Base query (raw telemetry)
SELECT
event_time,
query_id,
user,
initial_user,
log_comment,
JSONExtractString(log_comment, 'type') AS meta_type,
JSONExtractString(log_comment, 'userId') AS meta_user_id,
JSONExtractString(log_comment, 'roleType') AS meta_role_type,
JSONExtractString(log_comment, 'objectId') AS meta_object_id,
JSONExtractString(log_comment, 'sheetId') AS meta_sheet_id,
JSONExtractString(log_comment, 'workbookId') AS meta_workbook_id,
JSONExtractString(log_comment, 'workbookState') AS meta_workbook_state,
JSONExtract(log_comment, 'fields', 'Array(String)') AS meta_fields,
JSONExtractRaw(log_comment, 'measures') AS meta_measures,
query_duration_ms,
read_rows,
read_bytes,
written_rows,
written_bytes,
result_rows,
result_bytes,
memory_usage,
query
FROM system.query_log
WHERE length(log_comment) > 20
AND user != 'monitoring-internal'
AND initial_user NOT LIKE 'sql-console:%'
AND type = 'QueryFinish'
ORDER BY event_time DESC
LIMIT 10000;
Optional: Persist into a table (recommended)

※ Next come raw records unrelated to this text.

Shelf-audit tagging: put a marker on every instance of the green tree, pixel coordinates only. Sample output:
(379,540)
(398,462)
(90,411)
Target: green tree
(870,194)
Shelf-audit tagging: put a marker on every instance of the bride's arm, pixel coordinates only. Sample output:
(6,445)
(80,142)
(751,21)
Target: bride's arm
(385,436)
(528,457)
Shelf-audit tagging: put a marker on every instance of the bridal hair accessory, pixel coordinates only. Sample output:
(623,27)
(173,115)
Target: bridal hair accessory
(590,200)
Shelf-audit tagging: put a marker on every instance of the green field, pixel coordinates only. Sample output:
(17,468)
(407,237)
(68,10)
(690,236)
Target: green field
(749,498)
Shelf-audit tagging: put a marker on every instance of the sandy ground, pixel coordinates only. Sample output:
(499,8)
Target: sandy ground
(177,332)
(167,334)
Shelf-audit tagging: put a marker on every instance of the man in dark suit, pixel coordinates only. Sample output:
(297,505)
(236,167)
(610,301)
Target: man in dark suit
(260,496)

CREATE TABLE IF NOT EXISTS astrato.query_history
ENGINE = MergeTree
PARTITION BY toDate(event_time)
ORDER BY (event_time, meta_workbook_id, meta_sheet_id, meta_object_id)
AS
SELECT
event_time,
query_id,
user,
initial_user,
JSONExtractString(log_comment, 'type') AS type,
JSONExtractString(log_comment, 'userId') AS user_id,
JSONExtractString(log_comment, 'roleType') AS role_type,
JSONExtractString(log_comment, 'objectId') AS object_id,
JSONExtractString(log_comment, 'sheetId') AS sheet_id,
JSONExtractString(log_comment, 'workbookId') AS workbook_id,
JSONExtractString(log_comment, 'workbookState') AS workbook_state,
JSONExtract(log_comment, 'fields', 'Array(String)') AS fields,
JSONExtractRaw(log_comment, 'measures') AS measures,
query_duration_ms,
read_rows,
read_bytes,
result_rows,
result_bytes,
memory_usage
FROM system.query_log
WHERE 1 = 0;
Then insert incrementally:
INSERT INTO astrato.query_history
SELECT *
FROM (
SELECT
event_time,
query_id,
user,
initial_user,
JSONExtractString(log_comment, 'type') AS type,
JSONExtractString(log_comment, 'userId') AS user_id,
JSONExtractString(log_comment, 'roleType') AS role_type,
JSONExtractString(log_comment, 'objectId') AS object_id,
JSONExtractString(log_comment, 'sheetId') AS sheet_id,
JSONExtractString(log_comment, 'workbookId') AS workbook_id,
JSONExtractString(log_comment, 'workbookState') AS workbook_state,
JSONExtract(log_comment, 'fields', 'Array(String)') AS fields,
JSONExtractRaw(log_comment, 'measures') AS measures,
query_duration_ms,
read_rows,
read_bytes,
result_rows,
result_bytes,
memory_usage
FROM system.query_log
WHERE type = 'QueryFinish'
AND event_time >= now() - INTERVAL 1 DAY
AND length(log_comment) > 20
);
Enrichment (important)
Export lookup tables from:
https://app.astrato.io/administration/exports
You’ll need:
workbooks
sheets
objects
users
Join them to resolve IDs → names.
Example business questions
a) Most used workbooks
SELECT
workbook_id,
count() AS queries,
uniqExact(user_id) AS users
FROM astrato.query_history
WHERE event_time >= now() - INTERVAL 7 DAY
GROUP BY workbook_id
ORDER BY queries DESC;
b) Slowest sheets
SELECT
sheet_id,
avg(query_duration_ms) AS avg_ms,
count() AS queries
FROM astrato.query_history
WHERE event_time >= now() - INTERVAL 7 DAY
GROUP BY sheet_id
ORDER BY avg_ms DESC;
c) Most expensive objects (by data scanned)
SELECT
object_id,
sum(read_bytes) AS bytes_read,
count() AS queries
FROM astrato.query_history
WHERE event_time >= now() - INTERVAL 7 DAY
GROUP BY object_id
ORDER BY bytes_read DESC;
d) Active users
SELECT
user_id,
count() AS queries,
sum(read_bytes) AS bytes_read
FROM astrato.query_history
WHERE event_time >= now() - INTERVAL 30 DAY
GROUP BY user_id
ORDER BY queries DESC;
Key notes
system.query_logretention depends on ClickHouse config (ttl/flush_interval)use
SYSTEM FLUSH LOGSwhen testingalways filter
type = 'QueryFinish'to avoid partial querieslog_commentmust be valid JSON for extraction to workavoid internal/system users (
monitoring-internal,sql-console:%)
Why this matters
You now have:
product analytics (who uses what)
performance analytics (how fast, how heavy)
full traceability (query → workbook → object → user)
All directly from your warehouse, no extra tracking needed.